1968 yılında, çinli bir hekim, new england journal of medicine'ye bir mektup göndermiş. çin yemeği yedikten sonra çarpıntı ve boynunda, sırtında ve kollarında uyuşukluk hissettiğini yazmış. buna da “çin restoranı sendromu” demişler. aslında o dönemlerdeki ırkçı algının da bir rolü var muhtemelen bu olayda. bu hekim mektubunda, o restoranda buna sebep olabilecek; tuz, alkol ve msg tükettiğini yazmış ama halk tarafından direkt msg'nin etkisi bu diye yorumlanmış, ortada bir kanıt yok aslında. işte o gün başlamış msg'nin kötü şöhreti ve bu şöhret, iddiaların çoğunu destekleyen çalışmalar olmadığı halde, o zamandan beri devam etmiş.

sonuca gelirsek

çok konuşulan, bu nedenle çok araştırılan, insanlar tedirgin olduğu için msg'siz ürünler diye bir pazarlama stratejisi olarak bile kullanıldığı bir duruma gelmiş ama bilimsel olarak hala msg'nin zararlı olduğu kanıtlanamamış ve büyük kuruluşlar tarafından da güvenilir olarak kabul ediliyor bu nedenle.

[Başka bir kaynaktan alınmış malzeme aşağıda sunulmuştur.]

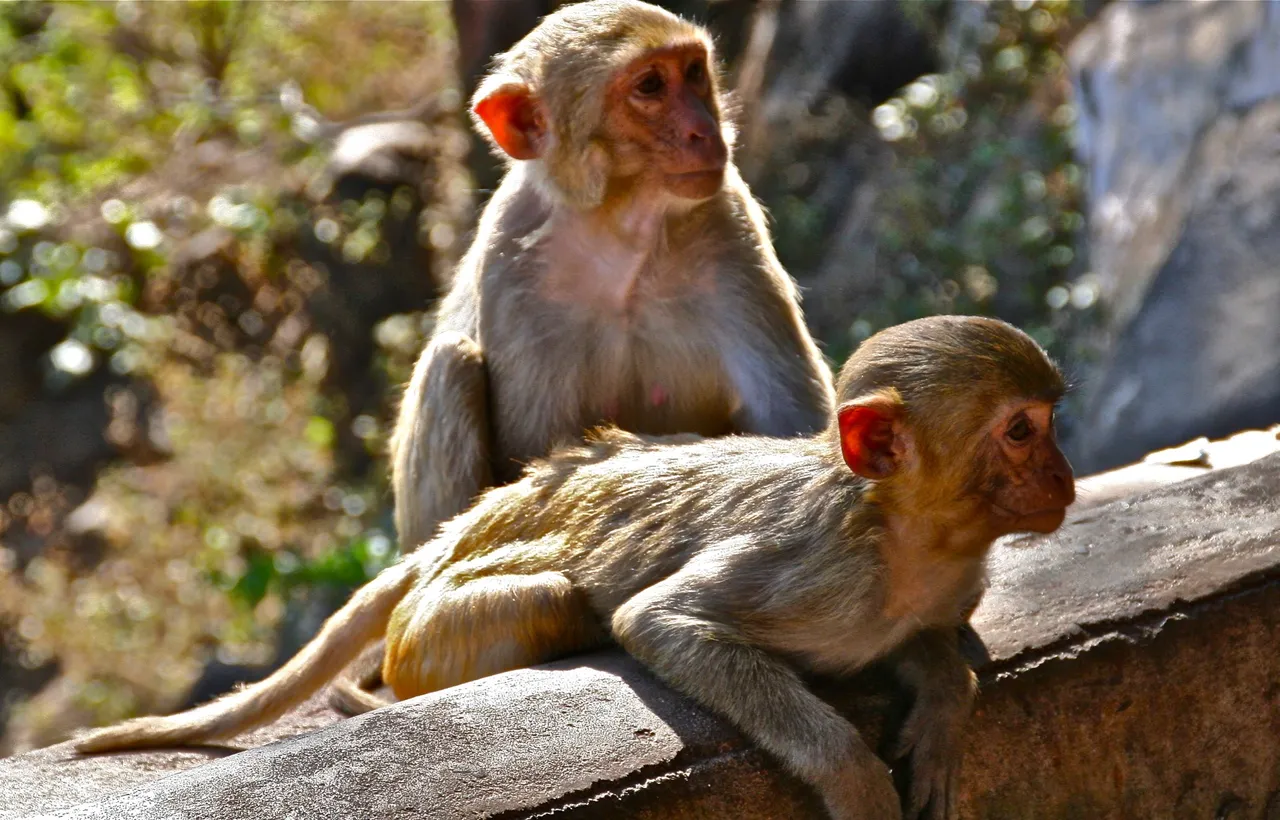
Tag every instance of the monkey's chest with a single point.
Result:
(658, 370)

kişisel yorumum, saf glukoz/fruktoz ve fazla tuz tüketimi gibi, zararları ve yol açtıkları metabolik sendrom, obezite ve yüksek tansiyon, hatta kanser gibi hastalıklar kesin olarak kanıtlanmış gıdalar/maddeler varken, msg yemeyerek sağlıklı olacağımızı düşünmek gerçekçi değil çünkü asıl düşmanlar hayatımızın her yerinde, bunlardan kurtulmadan başka düşman aramaya gerek kalmıyor pek.